風邪をひいた時に用いられる代表的な漢方薬が桂枝湯です。風邪症状があり、まだ汗が出ていないときに用いられることが多いのが葛根湯です。桂枝(シナモン)や生姜などが基本となり、体を温めると同時に、「発散作用」で寒さを体の外へ追い出す方向に働く、と説明されます。風邪症状は汗がかけるようになると改善に向かう‐そう感じた経験がある方もいるでしょう。たとえば「ぐっしょり寝汗をかいたら、熱が下がって楽になった」という体験です。
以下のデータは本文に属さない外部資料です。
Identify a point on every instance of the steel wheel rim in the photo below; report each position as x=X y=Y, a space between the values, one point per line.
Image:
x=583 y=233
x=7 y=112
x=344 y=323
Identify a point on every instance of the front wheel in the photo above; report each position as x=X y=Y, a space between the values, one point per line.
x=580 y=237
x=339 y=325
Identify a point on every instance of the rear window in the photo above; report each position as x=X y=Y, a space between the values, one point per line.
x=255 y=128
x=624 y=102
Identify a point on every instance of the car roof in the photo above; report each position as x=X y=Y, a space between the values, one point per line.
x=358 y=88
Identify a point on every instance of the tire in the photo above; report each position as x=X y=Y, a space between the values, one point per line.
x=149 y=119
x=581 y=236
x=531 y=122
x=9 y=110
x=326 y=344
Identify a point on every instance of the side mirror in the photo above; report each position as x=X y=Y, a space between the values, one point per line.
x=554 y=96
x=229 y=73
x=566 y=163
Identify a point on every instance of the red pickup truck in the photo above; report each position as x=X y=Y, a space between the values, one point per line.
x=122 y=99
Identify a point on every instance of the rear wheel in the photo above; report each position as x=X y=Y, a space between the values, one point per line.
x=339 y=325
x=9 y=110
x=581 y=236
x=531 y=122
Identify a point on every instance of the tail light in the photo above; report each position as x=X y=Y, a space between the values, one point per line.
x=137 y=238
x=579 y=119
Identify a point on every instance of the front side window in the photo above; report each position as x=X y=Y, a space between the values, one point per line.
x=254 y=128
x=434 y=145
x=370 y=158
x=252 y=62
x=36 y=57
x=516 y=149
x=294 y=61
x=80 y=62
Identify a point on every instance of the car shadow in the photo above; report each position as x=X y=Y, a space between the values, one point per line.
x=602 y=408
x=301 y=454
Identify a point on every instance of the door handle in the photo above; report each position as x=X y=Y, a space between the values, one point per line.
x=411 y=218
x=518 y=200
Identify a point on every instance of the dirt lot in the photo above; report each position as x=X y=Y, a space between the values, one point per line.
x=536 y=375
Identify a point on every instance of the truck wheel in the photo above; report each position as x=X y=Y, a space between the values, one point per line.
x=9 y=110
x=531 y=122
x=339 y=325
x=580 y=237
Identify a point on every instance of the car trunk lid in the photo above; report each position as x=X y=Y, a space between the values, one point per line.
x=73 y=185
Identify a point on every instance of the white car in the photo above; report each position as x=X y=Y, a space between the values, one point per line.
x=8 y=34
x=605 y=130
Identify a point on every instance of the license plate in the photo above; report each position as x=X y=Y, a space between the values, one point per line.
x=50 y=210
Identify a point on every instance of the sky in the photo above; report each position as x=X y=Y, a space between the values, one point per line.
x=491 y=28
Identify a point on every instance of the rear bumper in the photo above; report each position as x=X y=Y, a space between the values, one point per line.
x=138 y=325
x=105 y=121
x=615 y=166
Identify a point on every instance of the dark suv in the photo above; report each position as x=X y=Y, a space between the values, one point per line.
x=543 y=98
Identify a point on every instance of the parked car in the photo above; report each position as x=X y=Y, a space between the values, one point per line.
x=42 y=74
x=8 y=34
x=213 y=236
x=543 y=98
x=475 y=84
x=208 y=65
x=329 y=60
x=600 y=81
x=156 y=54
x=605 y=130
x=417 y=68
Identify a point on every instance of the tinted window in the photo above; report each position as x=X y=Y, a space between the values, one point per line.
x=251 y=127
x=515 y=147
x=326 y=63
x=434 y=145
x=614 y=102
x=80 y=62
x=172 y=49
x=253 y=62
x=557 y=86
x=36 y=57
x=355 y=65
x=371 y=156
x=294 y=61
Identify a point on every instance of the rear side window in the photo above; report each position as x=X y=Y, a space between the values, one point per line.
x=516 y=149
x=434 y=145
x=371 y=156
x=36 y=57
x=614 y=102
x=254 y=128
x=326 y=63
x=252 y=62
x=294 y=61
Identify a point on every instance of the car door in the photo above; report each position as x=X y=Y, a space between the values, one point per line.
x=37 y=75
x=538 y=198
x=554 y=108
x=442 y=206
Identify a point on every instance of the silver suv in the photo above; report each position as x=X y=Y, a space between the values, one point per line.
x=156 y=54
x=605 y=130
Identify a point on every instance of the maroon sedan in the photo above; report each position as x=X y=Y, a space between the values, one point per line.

※西洋医学では、風邪症状は主としてウイルス感染により引き起こされる、と考えられています。
東洋医学の視点から風邪の捉え方が分かると、漢方薬を使わずに風邪を整える方法にも気づくことができます。東洋医学では、背中を走る膀胱経の気(エネルギー)が弱り、体表の防御が落ちることが、風邪の背景にあると説明します。したがって、背中を温めて気(エネルギー)を補い、体表の防御を立て直すことが、対応の基本になります。
桂枝湯を用いるのも一つの方法ですし、漢方薬を使わないなら、背中をストーブで温める、カイロを貼って温める、といった工夫もよいでしょう。シナモン紅茶を飲む、生姜湯を飲むといった方法も、体を内側から温める助けになります。もちろん、横になって体を冷やさないように休むこと、そして胃腸に負担をかけないよう、消化のよいものをとることも心がけてください。